St. George's Anglican Church is an Anglican parish church and Pro-Cathedral in Basseterre, Saint Kitts and Nevis.

== History ==
In 1670 French Jesuits built a church dedicated to Our Lady; in 1706, however, Notre Dame was burned to the ground by English soldiers billeted there. It was rebuilt and officially renamed in 1710 St. George's, in the incumbency of the Rev. Alexander Cockburn. St. George's was taken over for Anglican worship in the 1720s. It was damaged again in the fire of 1763, but once again restored. The earthquake of 1842, followed by the hurricane of 1843, reduced it to so ruinous a condition that an entirely new building was planned.

=== New church ===

The new church was to be built to the east of the old, and the cornerstone was laid on October 22, 1844. The church did not rise above its foundations; for twelve more years, the congregation continued to worship in the ruins of the old church.
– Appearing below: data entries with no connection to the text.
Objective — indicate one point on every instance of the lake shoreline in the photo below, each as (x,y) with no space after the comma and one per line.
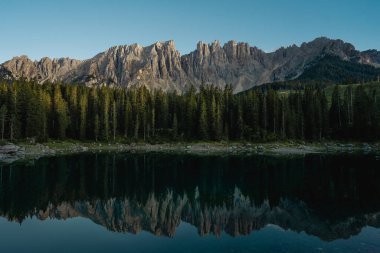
(10,152)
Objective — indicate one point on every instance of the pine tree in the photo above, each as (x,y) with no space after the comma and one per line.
(175,126)
(114,120)
(3,114)
(61,118)
(202,120)
(83,116)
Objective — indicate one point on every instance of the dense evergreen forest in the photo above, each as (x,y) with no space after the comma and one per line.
(53,111)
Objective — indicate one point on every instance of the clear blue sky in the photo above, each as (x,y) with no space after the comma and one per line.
(81,28)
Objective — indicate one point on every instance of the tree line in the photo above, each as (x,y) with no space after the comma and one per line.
(54,111)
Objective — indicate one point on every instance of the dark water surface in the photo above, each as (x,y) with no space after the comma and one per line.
(183,203)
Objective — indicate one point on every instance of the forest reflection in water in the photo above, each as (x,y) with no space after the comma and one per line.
(331,197)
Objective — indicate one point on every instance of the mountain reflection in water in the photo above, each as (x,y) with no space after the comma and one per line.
(331,197)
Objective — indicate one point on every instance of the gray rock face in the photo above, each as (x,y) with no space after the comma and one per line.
(161,65)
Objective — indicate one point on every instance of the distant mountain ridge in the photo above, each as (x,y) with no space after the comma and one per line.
(160,65)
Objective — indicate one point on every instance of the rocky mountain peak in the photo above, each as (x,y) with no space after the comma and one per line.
(161,66)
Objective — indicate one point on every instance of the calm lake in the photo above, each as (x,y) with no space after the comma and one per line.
(122,202)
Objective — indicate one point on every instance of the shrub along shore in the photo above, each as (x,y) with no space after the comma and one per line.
(10,152)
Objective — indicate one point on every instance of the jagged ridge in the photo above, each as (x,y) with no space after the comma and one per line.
(161,66)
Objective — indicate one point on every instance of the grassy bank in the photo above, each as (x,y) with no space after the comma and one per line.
(25,150)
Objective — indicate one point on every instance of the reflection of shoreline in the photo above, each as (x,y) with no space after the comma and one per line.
(161,216)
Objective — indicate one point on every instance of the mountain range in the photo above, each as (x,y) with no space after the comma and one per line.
(161,66)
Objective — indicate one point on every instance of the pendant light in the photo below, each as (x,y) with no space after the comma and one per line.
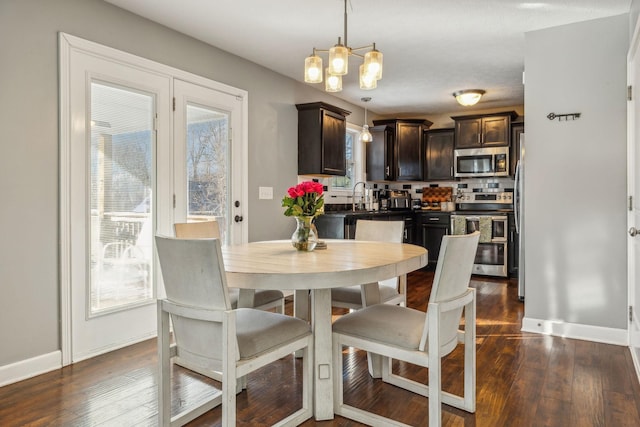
(369,72)
(365,135)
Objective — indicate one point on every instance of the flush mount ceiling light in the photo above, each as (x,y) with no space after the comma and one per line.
(369,72)
(365,135)
(468,97)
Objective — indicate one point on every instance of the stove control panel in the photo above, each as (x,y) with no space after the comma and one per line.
(468,197)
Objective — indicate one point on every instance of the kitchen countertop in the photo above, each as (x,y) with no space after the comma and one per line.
(344,213)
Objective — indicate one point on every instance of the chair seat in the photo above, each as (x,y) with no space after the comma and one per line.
(261,297)
(352,295)
(259,331)
(390,324)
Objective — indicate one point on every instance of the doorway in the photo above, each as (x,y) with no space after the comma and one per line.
(125,178)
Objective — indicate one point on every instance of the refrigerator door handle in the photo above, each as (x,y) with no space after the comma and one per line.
(516,207)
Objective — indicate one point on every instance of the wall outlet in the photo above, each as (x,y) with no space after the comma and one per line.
(265,193)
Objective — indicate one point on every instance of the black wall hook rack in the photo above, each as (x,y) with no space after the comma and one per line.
(564,117)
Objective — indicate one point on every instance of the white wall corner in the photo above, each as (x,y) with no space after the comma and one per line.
(576,331)
(28,368)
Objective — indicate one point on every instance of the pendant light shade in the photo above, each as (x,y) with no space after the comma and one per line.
(367,80)
(332,83)
(365,135)
(373,62)
(339,60)
(468,97)
(313,69)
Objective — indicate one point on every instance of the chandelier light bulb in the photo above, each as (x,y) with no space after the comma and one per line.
(339,60)
(373,62)
(313,69)
(367,80)
(333,83)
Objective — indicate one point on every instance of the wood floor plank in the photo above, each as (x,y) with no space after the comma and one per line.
(523,379)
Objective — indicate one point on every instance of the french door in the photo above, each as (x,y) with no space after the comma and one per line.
(118,133)
(142,146)
(209,153)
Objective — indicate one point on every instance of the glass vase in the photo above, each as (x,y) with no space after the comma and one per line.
(305,237)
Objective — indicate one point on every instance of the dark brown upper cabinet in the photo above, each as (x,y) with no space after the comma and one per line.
(322,130)
(397,150)
(517,129)
(483,130)
(439,145)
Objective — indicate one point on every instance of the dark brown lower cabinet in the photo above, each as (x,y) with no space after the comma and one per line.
(432,227)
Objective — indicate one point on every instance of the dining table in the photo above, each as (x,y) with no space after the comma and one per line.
(277,264)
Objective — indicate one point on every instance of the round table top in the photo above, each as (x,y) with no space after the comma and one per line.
(278,265)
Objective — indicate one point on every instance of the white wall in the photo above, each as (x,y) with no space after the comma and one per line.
(575,180)
(29,256)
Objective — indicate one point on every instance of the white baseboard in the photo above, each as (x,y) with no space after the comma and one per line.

In 1856 the present church was begun, and it was consecrated on 25 March 1859. Seven years afterwards, it was gutted in the Great Fire of 1867; and was re-roofed, and restored in 1869. A pipe organ was installed in 1872 by the firm Booth of Wakefield.

=== Hurricanes and restoration work ===

In a series of hurricanes since 1989, the church was again damaged, but restoration work has since been undertaken on the building.